4. Rapid Intervention of Regulators from Various Countries: A New “Digital” Battleground for US Dollar Hegemony

As the threat of stablecoins to the banking system expands, major central banks and regulators around the world have taken action:

  • 🇺🇸United States : The Treasury Department and Congress are advancing the Stablecoin Regulation Act, which requires all issuers of dollar-pegged stablecoins to hold 100% reserves and undergo bank-level audits.

  • 🇪🇺EU : MiCA (Regulatory Framework for Markets in Crypto Assets) clearly states that the issuance of stablecoins requires the permission of the ECB and sets a daily trading volume cap.

  • 🇨🇳China : Although it has banned cryptocurrency transactions within its borders, it has begun promoting RMB-pegged stablecoins (such as AxCNH) in overseas markets to hedge against the expansion of the "digital dollar."

  • 🌍Central banks in emerging markets : Some countries are accelerating the development of CBDC (central bank digital currency), trying to compete for dominance in digital payments with "official digital currency."

Stablecoins are not only a technological innovation, but also a new front in the competition for monetary hegemony .


5. Future Outlook: Are Stablecoins a Threat or an Opportunity?

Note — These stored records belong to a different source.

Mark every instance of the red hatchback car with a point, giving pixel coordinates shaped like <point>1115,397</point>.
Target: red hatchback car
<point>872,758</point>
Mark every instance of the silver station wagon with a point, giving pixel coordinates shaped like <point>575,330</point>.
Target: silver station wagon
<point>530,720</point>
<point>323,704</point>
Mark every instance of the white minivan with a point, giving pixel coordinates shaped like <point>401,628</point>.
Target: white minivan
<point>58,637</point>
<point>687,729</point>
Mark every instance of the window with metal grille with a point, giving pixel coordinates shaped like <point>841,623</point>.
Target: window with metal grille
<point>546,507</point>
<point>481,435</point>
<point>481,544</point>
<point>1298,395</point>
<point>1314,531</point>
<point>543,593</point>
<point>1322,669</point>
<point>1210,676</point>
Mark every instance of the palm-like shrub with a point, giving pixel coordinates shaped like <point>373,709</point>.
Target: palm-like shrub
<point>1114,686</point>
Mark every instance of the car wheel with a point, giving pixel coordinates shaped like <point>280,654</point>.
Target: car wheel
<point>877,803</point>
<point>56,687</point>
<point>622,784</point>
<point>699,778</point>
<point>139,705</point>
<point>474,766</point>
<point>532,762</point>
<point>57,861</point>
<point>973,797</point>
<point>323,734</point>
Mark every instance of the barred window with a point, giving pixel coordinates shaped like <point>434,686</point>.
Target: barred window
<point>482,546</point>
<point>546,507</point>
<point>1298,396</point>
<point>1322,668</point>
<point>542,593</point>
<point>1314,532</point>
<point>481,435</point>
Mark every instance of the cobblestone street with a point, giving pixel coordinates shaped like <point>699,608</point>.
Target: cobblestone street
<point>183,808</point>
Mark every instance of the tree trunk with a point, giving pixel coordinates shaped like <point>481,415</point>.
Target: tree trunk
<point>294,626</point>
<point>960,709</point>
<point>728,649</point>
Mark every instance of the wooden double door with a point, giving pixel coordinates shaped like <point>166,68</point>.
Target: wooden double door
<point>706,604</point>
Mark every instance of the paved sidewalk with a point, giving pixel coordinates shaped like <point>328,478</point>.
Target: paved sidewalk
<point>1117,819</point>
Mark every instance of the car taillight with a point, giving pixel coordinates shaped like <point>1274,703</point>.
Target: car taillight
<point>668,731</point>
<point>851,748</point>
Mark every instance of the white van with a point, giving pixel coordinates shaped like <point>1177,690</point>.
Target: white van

Although the warning of a “$1 trillion deposit outflow” sounds alarmist, industry experts believe that it also provides an opportunity for traditional banks to transform.

John Bates, a global fintech analyst, said: "If banks can integrate stablecoin technology into their own systems or launch regulated digital currency accounts, they have the opportunity to regain the initiative."

In the future, the boundaries between traditional finance and on-chain finance will become increasingly blurred. Stablecoins will not replace banks, but they will force them to evolve —from passive depository institutions to "bridges" for the circulation of digital assets.


📊 Summary: The $1 trillion alarm bell: the financial order is being reshaped

The rise of stablecoins is not only changing the way people store value and make payments, but is also shaking the foundations of the global banking system. This not only brings about a quantitative shift in "deposit loss," but is also likely to trigger qualitative changes in monetary policy, capital flows, and financial sovereignty .

When $1 trillion in deposits may be transferred to the chain, the world's financial system has quietly entered the deep waters of the "digital dollar era".